The campaign group Remedy is blaming the pressures of the European Working Time Directive. Dr Richard Marks, the group’s head of policy, said the figures indicated that a number of doctors from foundation year were rejecting a career in the NHS: “After a year of the Working Time Directive it appears that doctors are voting with their feet and starting to abandon ship,” he said.
But Carrie Moore, director of strategy and communications at the Foundation Programme, said the figures did not tell the whole story: “The anecdotal information that we are getting back is that those doctors who don’t apply for specialty training usually want a bit more time to think about which specialty they might want to go in to. The jobs they want may not always be in the location or the specialty of their choice.”
A Department of Health spokeswoman said this was the first year that they had analysed the pattern of applications from trainees coming out of Foundation Programme.
“We know that junior doctors choose to move around within the medical profession in this country and abroad in order to build up their experience.
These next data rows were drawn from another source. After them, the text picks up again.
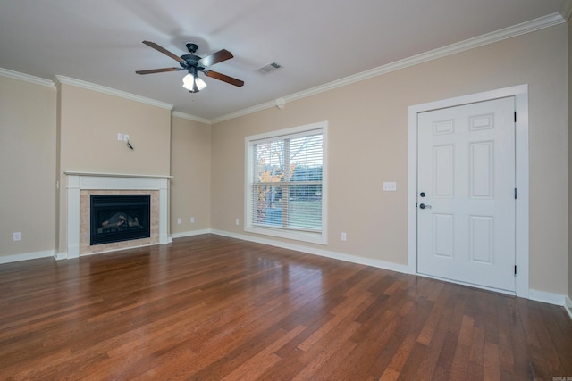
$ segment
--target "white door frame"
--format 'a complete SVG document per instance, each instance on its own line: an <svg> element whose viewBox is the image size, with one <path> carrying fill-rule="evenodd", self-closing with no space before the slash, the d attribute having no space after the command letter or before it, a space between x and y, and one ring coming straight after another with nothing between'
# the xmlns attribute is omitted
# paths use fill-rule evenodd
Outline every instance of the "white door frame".
<svg viewBox="0 0 572 381"><path fill-rule="evenodd" d="M408 175L408 270L417 274L417 114L492 99L515 97L516 124L516 264L517 296L528 298L528 85L500 88L409 106L409 144Z"/></svg>

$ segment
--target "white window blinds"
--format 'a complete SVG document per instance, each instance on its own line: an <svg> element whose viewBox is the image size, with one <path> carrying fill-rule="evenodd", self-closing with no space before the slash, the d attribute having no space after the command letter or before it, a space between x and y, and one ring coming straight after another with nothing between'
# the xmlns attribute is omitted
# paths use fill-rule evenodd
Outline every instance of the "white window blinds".
<svg viewBox="0 0 572 381"><path fill-rule="evenodd" d="M249 141L249 226L321 234L324 130Z"/></svg>

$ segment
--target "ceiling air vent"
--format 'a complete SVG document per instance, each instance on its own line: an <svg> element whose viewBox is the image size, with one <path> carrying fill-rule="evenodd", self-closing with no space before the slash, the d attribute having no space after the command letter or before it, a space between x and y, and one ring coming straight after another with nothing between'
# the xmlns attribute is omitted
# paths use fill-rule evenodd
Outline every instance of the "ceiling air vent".
<svg viewBox="0 0 572 381"><path fill-rule="evenodd" d="M272 71L274 71L277 69L282 68L282 66L280 66L280 64L276 63L276 62L272 62L272 63L268 63L267 65L263 66L262 68L258 69L257 71L260 71L261 73L270 73Z"/></svg>

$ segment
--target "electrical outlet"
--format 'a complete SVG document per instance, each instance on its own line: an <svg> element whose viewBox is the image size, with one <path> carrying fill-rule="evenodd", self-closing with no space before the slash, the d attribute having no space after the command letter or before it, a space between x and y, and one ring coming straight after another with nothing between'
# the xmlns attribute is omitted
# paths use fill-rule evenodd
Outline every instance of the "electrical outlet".
<svg viewBox="0 0 572 381"><path fill-rule="evenodd" d="M383 181L383 190L385 192L395 192L397 190L397 183L395 181Z"/></svg>

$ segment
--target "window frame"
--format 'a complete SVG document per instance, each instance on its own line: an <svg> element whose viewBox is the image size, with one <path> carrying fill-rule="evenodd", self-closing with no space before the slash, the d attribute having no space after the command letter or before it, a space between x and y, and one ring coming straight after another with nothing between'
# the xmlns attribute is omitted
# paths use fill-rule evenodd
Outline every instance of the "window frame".
<svg viewBox="0 0 572 381"><path fill-rule="evenodd" d="M248 136L245 137L245 189L244 189L244 231L248 233L271 236L279 238L287 238L296 241L303 241L313 244L327 244L327 200L328 200L328 171L327 171L327 146L328 146L328 122L320 121L276 131L265 132ZM254 196L253 190L253 170L254 157L251 146L257 142L263 140L282 139L286 137L295 137L297 134L306 134L311 131L322 132L322 228L318 231L297 230L292 228L283 228L281 227L266 227L255 225L253 222Z"/></svg>

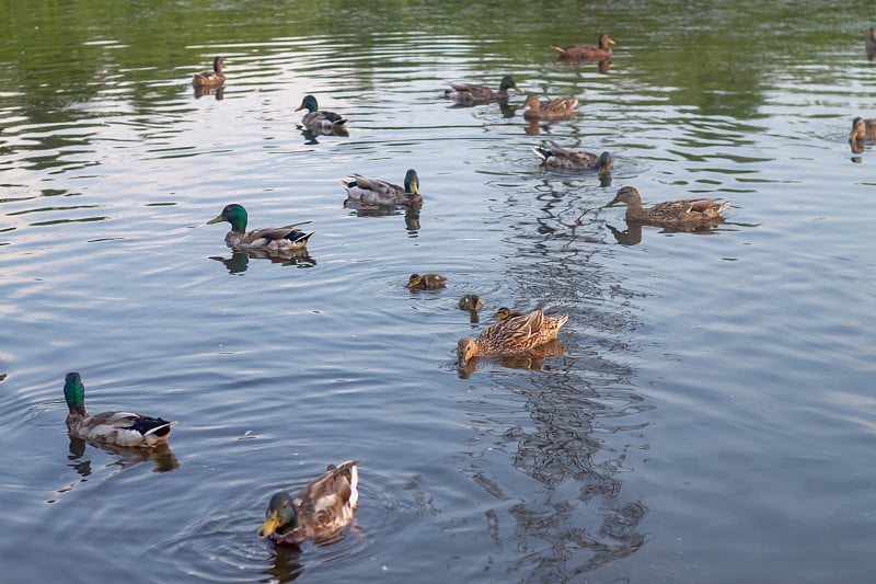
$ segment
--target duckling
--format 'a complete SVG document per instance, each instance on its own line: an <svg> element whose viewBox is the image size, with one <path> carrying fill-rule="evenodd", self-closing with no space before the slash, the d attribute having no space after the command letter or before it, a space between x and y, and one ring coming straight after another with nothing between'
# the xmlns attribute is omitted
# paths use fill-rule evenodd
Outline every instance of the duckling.
<svg viewBox="0 0 876 584"><path fill-rule="evenodd" d="M301 543L331 539L353 520L359 502L358 460L328 465L325 473L295 496L274 494L265 512L258 537L275 543Z"/></svg>
<svg viewBox="0 0 876 584"><path fill-rule="evenodd" d="M577 43L574 45L564 45L553 47L556 50L556 56L561 59L579 59L579 60L602 60L611 57L613 51L611 45L614 41L607 34L599 35L599 42L596 45L588 45L585 43Z"/></svg>
<svg viewBox="0 0 876 584"><path fill-rule="evenodd" d="M316 98L313 95L304 95L304 99L301 100L301 105L296 108L296 112L299 110L308 111L308 113L304 114L304 117L301 118L301 124L311 131L346 133L347 119L341 117L334 112L320 110L320 106L316 103Z"/></svg>
<svg viewBox="0 0 876 584"><path fill-rule="evenodd" d="M542 102L538 95L530 95L523 103L526 119L565 119L575 116L577 98L558 98Z"/></svg>
<svg viewBox="0 0 876 584"><path fill-rule="evenodd" d="M539 345L555 339L568 321L568 314L548 318L537 308L529 314L500 320L484 329L477 339L460 339L458 364L464 367L474 357L505 357L531 353Z"/></svg>
<svg viewBox="0 0 876 584"><path fill-rule="evenodd" d="M446 284L447 278L440 274L411 274L405 287L412 290L434 290L443 288Z"/></svg>
<svg viewBox="0 0 876 584"><path fill-rule="evenodd" d="M212 60L212 71L207 70L195 73L195 77L192 78L192 84L196 88L221 85L226 82L226 76L222 73L223 64L222 57L216 57Z"/></svg>
<svg viewBox="0 0 876 584"><path fill-rule="evenodd" d="M254 229L246 232L247 215L242 205L232 203L226 205L222 213L209 221L207 225L228 221L231 224L231 231L226 233L226 245L242 250L267 249L269 251L288 251L303 248L308 244L310 236L315 231L304 232L296 229L299 225L310 221L287 225L284 227L269 227L266 229Z"/></svg>
<svg viewBox="0 0 876 584"><path fill-rule="evenodd" d="M642 221L655 226L695 226L724 220L721 214L729 208L729 202L718 203L714 198L667 201L653 207L642 207L642 196L632 186L624 186L607 206L626 203L626 220Z"/></svg>
<svg viewBox="0 0 876 584"><path fill-rule="evenodd" d="M70 435L97 443L116 446L142 446L152 448L166 444L171 428L177 422L130 412L101 412L89 415L85 410L85 386L78 373L69 373L64 379L64 399L70 413L67 427Z"/></svg>
<svg viewBox="0 0 876 584"><path fill-rule="evenodd" d="M414 169L408 169L405 173L404 186L360 174L341 179L341 184L347 190L347 198L359 201L366 205L423 204L423 197L419 194L419 176Z"/></svg>
<svg viewBox="0 0 876 584"><path fill-rule="evenodd" d="M484 304L481 301L481 297L477 296L476 294L466 294L465 296L459 299L460 310L477 312L482 308L484 308Z"/></svg>
<svg viewBox="0 0 876 584"><path fill-rule="evenodd" d="M602 152L595 154L585 150L563 148L553 140L548 140L550 147L537 146L532 149L542 159L542 164L557 170L593 170L599 169L599 174L606 174L614 168L611 154Z"/></svg>
<svg viewBox="0 0 876 584"><path fill-rule="evenodd" d="M445 98L450 98L459 104L471 105L475 103L488 103L495 101L508 101L508 90L515 89L518 93L522 93L520 88L517 87L514 78L506 75L499 82L498 91L484 85L475 85L464 81L451 81L450 87L452 90L445 90Z"/></svg>

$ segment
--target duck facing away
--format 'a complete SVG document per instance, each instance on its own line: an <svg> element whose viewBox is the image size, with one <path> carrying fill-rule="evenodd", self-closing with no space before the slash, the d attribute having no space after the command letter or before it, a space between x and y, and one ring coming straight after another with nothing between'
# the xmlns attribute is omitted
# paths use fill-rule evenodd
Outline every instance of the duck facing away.
<svg viewBox="0 0 876 584"><path fill-rule="evenodd" d="M517 87L517 82L515 82L514 78L509 75L502 78L498 91L494 91L485 85L466 83L465 81L451 81L450 87L453 89L445 90L445 98L450 98L454 102L463 105L489 103L491 101L508 101L509 89L522 93L520 88Z"/></svg>
<svg viewBox="0 0 876 584"><path fill-rule="evenodd" d="M690 198L667 201L653 207L642 206L642 195L632 186L624 186L607 206L626 203L626 220L641 221L655 226L696 226L724 220L721 214L730 203L718 203L714 198Z"/></svg>
<svg viewBox="0 0 876 584"><path fill-rule="evenodd" d="M405 287L412 290L435 290L446 285L447 278L440 274L411 274Z"/></svg>
<svg viewBox="0 0 876 584"><path fill-rule="evenodd" d="M405 173L404 186L360 174L341 179L341 184L347 190L347 198L359 201L366 205L418 205L423 203L419 194L419 176L414 169L408 169Z"/></svg>
<svg viewBox="0 0 876 584"><path fill-rule="evenodd" d="M530 95L523 103L526 119L566 119L575 116L577 98L557 98L541 101L538 95Z"/></svg>
<svg viewBox="0 0 876 584"><path fill-rule="evenodd" d="M612 56L611 45L613 44L614 41L609 35L600 34L596 45L577 43L553 47L553 49L556 50L556 56L561 59L602 60Z"/></svg>
<svg viewBox="0 0 876 584"><path fill-rule="evenodd" d="M548 140L548 146L537 146L532 149L541 159L542 164L557 170L593 170L606 174L614 168L614 161L609 152L595 154L585 150L563 148L553 140Z"/></svg>
<svg viewBox="0 0 876 584"><path fill-rule="evenodd" d="M307 110L308 113L301 118L301 124L311 131L337 131L345 133L347 119L341 117L339 114L320 110L316 98L313 95L304 95L301 100L301 105L296 108L296 112Z"/></svg>
<svg viewBox="0 0 876 584"><path fill-rule="evenodd" d="M131 412L101 412L89 415L85 410L85 386L78 373L69 373L64 379L64 398L70 413L67 427L71 436L116 446L142 446L151 448L166 444L171 428L176 422L150 417Z"/></svg>
<svg viewBox="0 0 876 584"><path fill-rule="evenodd" d="M269 227L266 229L254 229L246 232L246 209L242 205L232 203L226 205L222 213L209 221L207 225L228 221L231 224L231 231L226 233L226 245L242 250L267 249L270 251L297 250L308 244L310 236L315 231L301 231L297 229L299 225L310 221L287 225L284 227Z"/></svg>
<svg viewBox="0 0 876 584"><path fill-rule="evenodd" d="M281 491L270 497L258 537L275 543L315 542L332 538L353 520L359 501L358 460L328 465L324 474L295 496Z"/></svg>
<svg viewBox="0 0 876 584"><path fill-rule="evenodd" d="M539 345L556 339L568 314L557 318L545 317L537 308L529 314L510 317L487 327L477 339L460 339L457 344L457 358L465 366L474 357L507 357L530 354Z"/></svg>
<svg viewBox="0 0 876 584"><path fill-rule="evenodd" d="M201 71L195 73L192 78L192 84L196 88L215 88L226 82L226 76L222 73L222 65L224 60L222 57L216 57L212 60L212 70Z"/></svg>

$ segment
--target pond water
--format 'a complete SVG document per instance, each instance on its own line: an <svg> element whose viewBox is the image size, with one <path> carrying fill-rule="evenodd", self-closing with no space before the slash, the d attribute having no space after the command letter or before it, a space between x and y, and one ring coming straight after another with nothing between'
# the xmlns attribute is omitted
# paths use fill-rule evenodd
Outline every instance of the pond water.
<svg viewBox="0 0 876 584"><path fill-rule="evenodd" d="M869 3L2 12L4 581L872 577L876 152L846 142L876 115ZM551 49L602 31L608 66ZM508 73L577 118L442 96ZM349 136L297 128L308 93ZM611 151L610 183L542 170L544 139ZM338 179L408 168L418 217L345 207ZM623 185L733 206L637 231L603 207ZM228 203L312 221L308 253L232 253L205 225ZM570 316L564 355L457 369L497 307L539 302ZM170 448L71 440L72 370L92 411L178 420ZM274 491L350 458L356 528L257 538Z"/></svg>

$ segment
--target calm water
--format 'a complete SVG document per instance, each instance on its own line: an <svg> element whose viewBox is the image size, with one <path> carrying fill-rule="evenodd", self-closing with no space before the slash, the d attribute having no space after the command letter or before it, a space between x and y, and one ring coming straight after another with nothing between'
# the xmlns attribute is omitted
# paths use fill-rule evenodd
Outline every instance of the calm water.
<svg viewBox="0 0 876 584"><path fill-rule="evenodd" d="M716 4L0 2L4 580L872 579L871 4ZM555 60L600 31L607 70ZM506 73L578 118L441 96ZM306 93L349 137L304 137ZM612 184L542 172L543 138L610 150ZM407 168L418 225L344 207L337 179ZM733 208L631 232L601 208L625 184ZM231 202L313 221L309 255L232 254L205 225ZM459 337L540 301L564 356L459 375ZM170 450L71 442L69 370L92 411L178 420ZM257 539L273 491L354 457L358 529Z"/></svg>

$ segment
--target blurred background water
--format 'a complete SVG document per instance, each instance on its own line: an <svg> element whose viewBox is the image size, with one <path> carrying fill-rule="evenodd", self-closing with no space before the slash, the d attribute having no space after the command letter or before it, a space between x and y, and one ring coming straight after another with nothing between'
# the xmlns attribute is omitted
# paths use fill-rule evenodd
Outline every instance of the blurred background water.
<svg viewBox="0 0 876 584"><path fill-rule="evenodd" d="M871 8L0 2L4 579L867 581ZM600 32L609 64L555 59ZM577 119L442 98L509 73ZM307 93L348 137L302 135ZM611 151L611 183L543 171L543 139ZM408 168L416 221L344 206L337 179ZM636 231L602 208L626 184L733 207ZM311 220L307 256L233 254L205 225L232 202ZM539 302L565 355L459 374L459 337ZM70 370L92 411L178 420L170 448L71 440ZM348 458L358 529L257 539Z"/></svg>

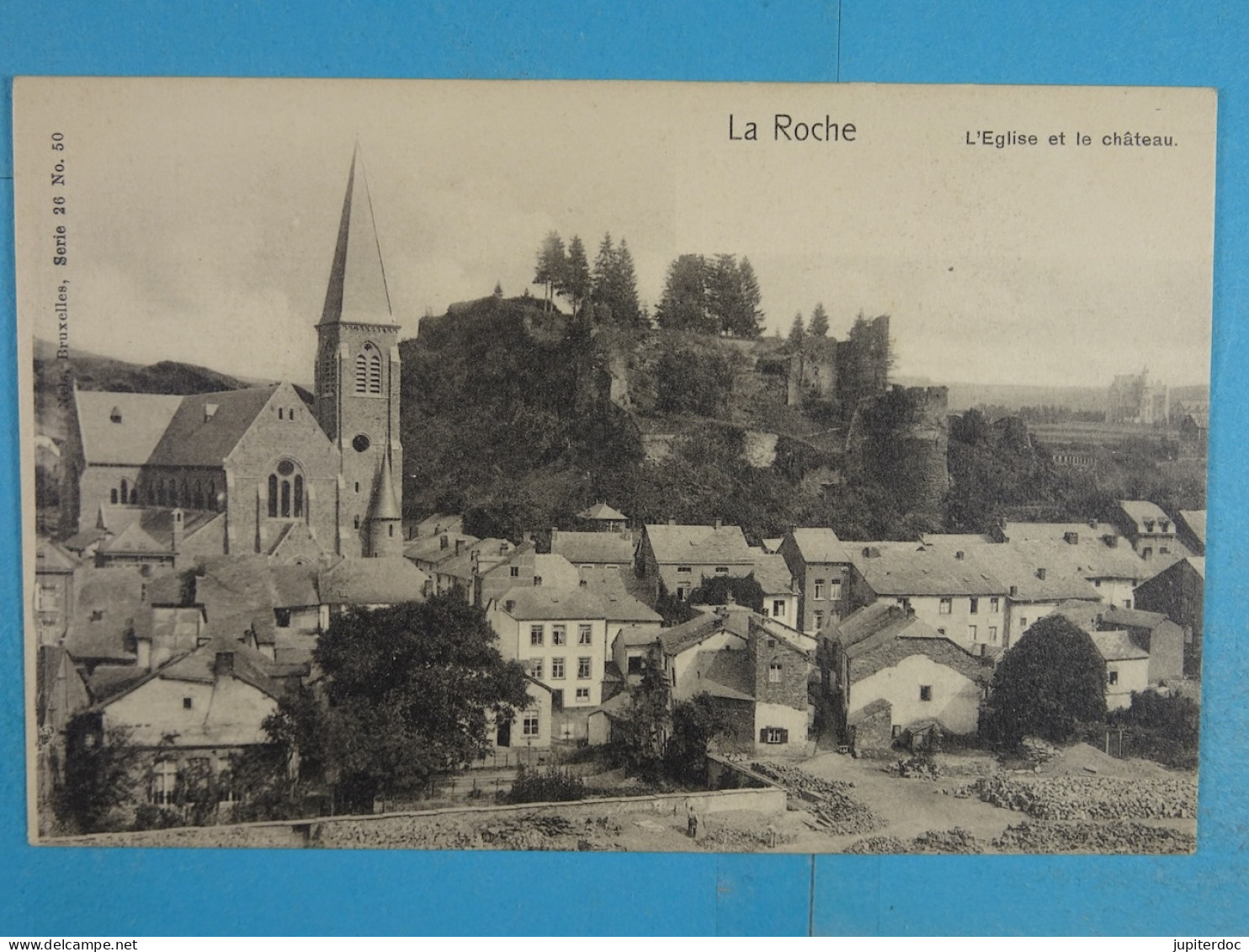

The occurrence does not lead to a shortfall in the number of trainees as the competition for training posts is open to all trainee doctors, not just those coming out of Foundation Programme. For most specialities, the competition is very tough and fill rates can be as high as 95% in the first recruitment round.”
A spokeswoman for Medical Education England said some doctors chose to take time off, undertake further studies, went abroad or took up an NHS service post to gain more experience.
“Information has been provided to the Medical Programme Board which shows that in the initial phase of recruitment this year up to 17% of foundation programme applicants were still to receive an offer. As the recruitment process was still continuing it was likely that many of these applicants will have been successful in securing a post,” she said.